Three quotations from Martin Luther King Jr. shaped their conversation:
“Make a career of humanity. Commit yourself to the noble struggle for equal rights. You will make a greater person of yourself, a greater nation of your country, and a finer world to live in.”
“Injustice anywhere is a threat to justice everywhere.”
“We shall overcome because the arc of the moral universe is long, but it bends towards justice.”
Heumann spoke about her own education, her growing awareness of the civil rights movement, and the development and ongoing progress of the disability rights movement. “In the case of Dr. King and the civil rights movement, we were not only able to read things in newspapers and hear on the radio, but we were able to see [on television] how the civil rights movement was evolving–everything from court cases that were going on, to demonstrations going on in various states, to the March on Washington, et cetera. What was very noticeable to some of us who were beginning to advance a disability rights movement, even giving it a name, was the absence of disabled people … It wasn't a conscious effort not to include disability, but it's just that we weren't a part of it. And I and many others started learning from what we were watching.”
Recognizing that disability rights are civil rights, Heumann and other members of the disabled community began organizing, leading sit ins, working to promote changes that would eventually result in Section 504 of the Rehabilitation Act of 1973 (one of the first federal laws protecting people with disabilities) and the Americans with Disabilities Act. Neas, describing the ADA as “the most important civil rights law in the past fifty years,” noted the overwhelming bipartisan support for the act, which he noted supports “equality of opportunity, full participation, independent living, and economic self-sufficiency.”
Neumann and Neas praised students for engaging in learning more about disabilities and disability rights, but encouraged action. “I never give up hope,” said Heumann. “But I want action.”

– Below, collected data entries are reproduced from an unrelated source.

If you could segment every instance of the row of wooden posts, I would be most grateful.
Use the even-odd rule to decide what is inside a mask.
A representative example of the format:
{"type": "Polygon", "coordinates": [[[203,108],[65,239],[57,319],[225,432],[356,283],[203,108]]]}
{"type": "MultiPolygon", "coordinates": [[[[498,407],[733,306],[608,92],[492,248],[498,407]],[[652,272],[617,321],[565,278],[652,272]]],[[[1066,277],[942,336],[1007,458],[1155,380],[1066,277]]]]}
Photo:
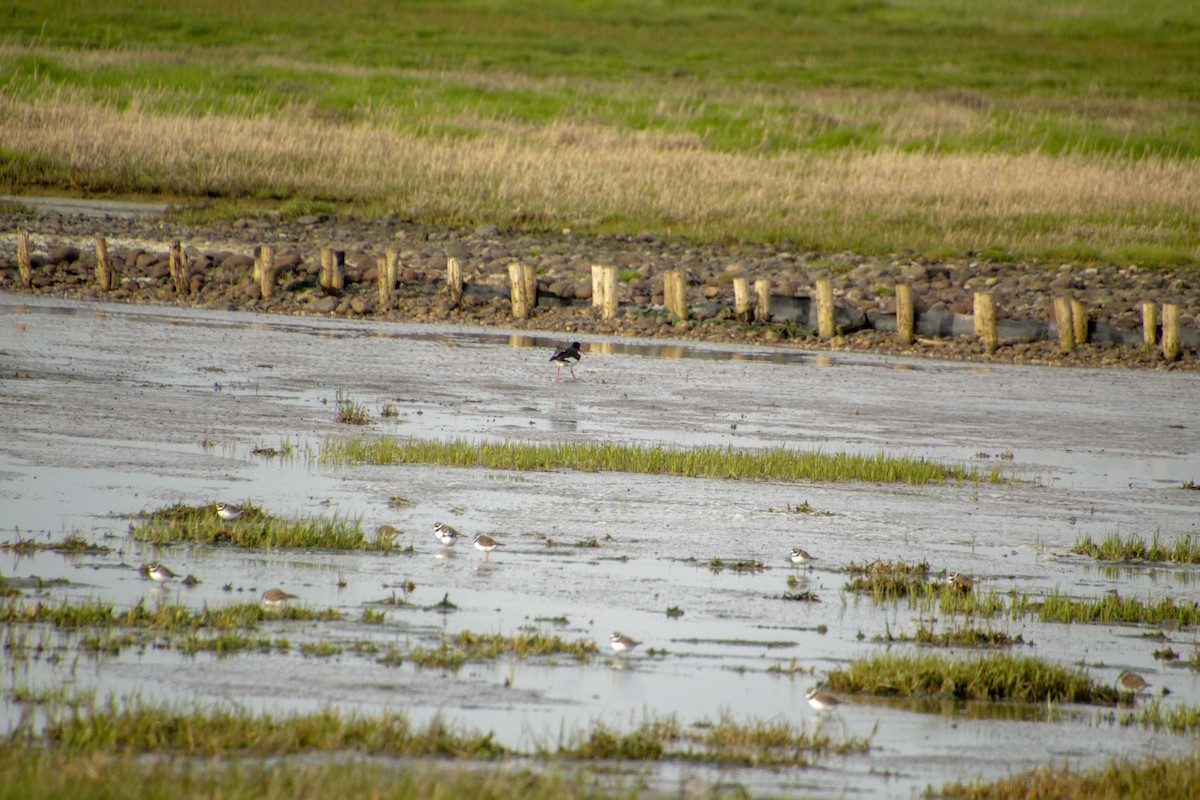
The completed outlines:
{"type": "MultiPolygon", "coordinates": [[[[191,292],[191,283],[183,248],[179,242],[171,245],[169,250],[170,276],[175,291],[180,295],[191,292]]],[[[22,284],[28,288],[32,285],[33,270],[30,262],[29,234],[26,231],[17,232],[17,270],[22,284]]],[[[400,268],[400,257],[395,250],[384,252],[382,263],[377,272],[379,275],[379,302],[388,307],[392,302],[396,280],[400,268]]],[[[326,247],[321,249],[321,271],[318,282],[322,288],[341,290],[344,286],[345,254],[341,251],[326,247]]],[[[254,259],[254,280],[258,282],[262,296],[271,297],[275,293],[275,258],[274,250],[267,245],[258,248],[254,259]]],[[[120,285],[116,266],[108,255],[108,245],[104,237],[96,238],[96,285],[103,291],[110,291],[120,285]]],[[[525,319],[529,310],[537,305],[537,271],[525,264],[510,264],[508,267],[509,297],[512,301],[512,314],[517,319],[525,319]]],[[[446,259],[446,286],[452,300],[457,302],[462,297],[463,279],[462,266],[456,258],[446,259]]],[[[837,329],[834,324],[833,282],[828,278],[816,282],[817,301],[817,336],[820,339],[831,339],[837,329]]],[[[911,344],[914,338],[914,320],[912,289],[908,284],[896,284],[896,338],[901,344],[911,344]]],[[[767,322],[771,318],[771,282],[756,280],[754,282],[754,298],[750,296],[750,283],[746,278],[733,279],[733,303],[735,313],[743,319],[753,318],[757,322],[767,322]]],[[[671,270],[663,275],[663,305],[674,317],[686,320],[688,317],[687,298],[685,296],[684,274],[679,270],[671,270]]],[[[592,306],[600,310],[605,319],[617,315],[617,268],[596,265],[592,267],[592,306]]],[[[1054,298],[1055,328],[1058,331],[1059,348],[1070,352],[1078,344],[1086,344],[1088,340],[1088,314],[1082,300],[1070,297],[1054,298]]],[[[983,342],[984,349],[989,353],[999,347],[1000,340],[996,332],[996,309],[992,295],[988,292],[976,292],[974,297],[975,335],[983,342]]],[[[1148,348],[1159,344],[1159,307],[1155,303],[1142,303],[1142,336],[1148,348]]],[[[1174,303],[1164,303],[1162,306],[1162,353],[1168,361],[1179,358],[1182,347],[1179,337],[1179,306],[1174,303]]]]}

“I think part of the education that we all at any age need to be focusing on is, How do we speak? How do we speak up? How do we speak out? How do we speak up for people to be supportive and how do we speak against injustice?” asked Heumann. “What is injustice, what does it mean to you, and what are you willing to do in order to speak up and out, about things that are wrong, whether something going on in a classroom where a kid is being bullied or in your neighborhood ... What are you doing about that?”
Heumann noted: “Everyone in this room has to take responsibility for changes.”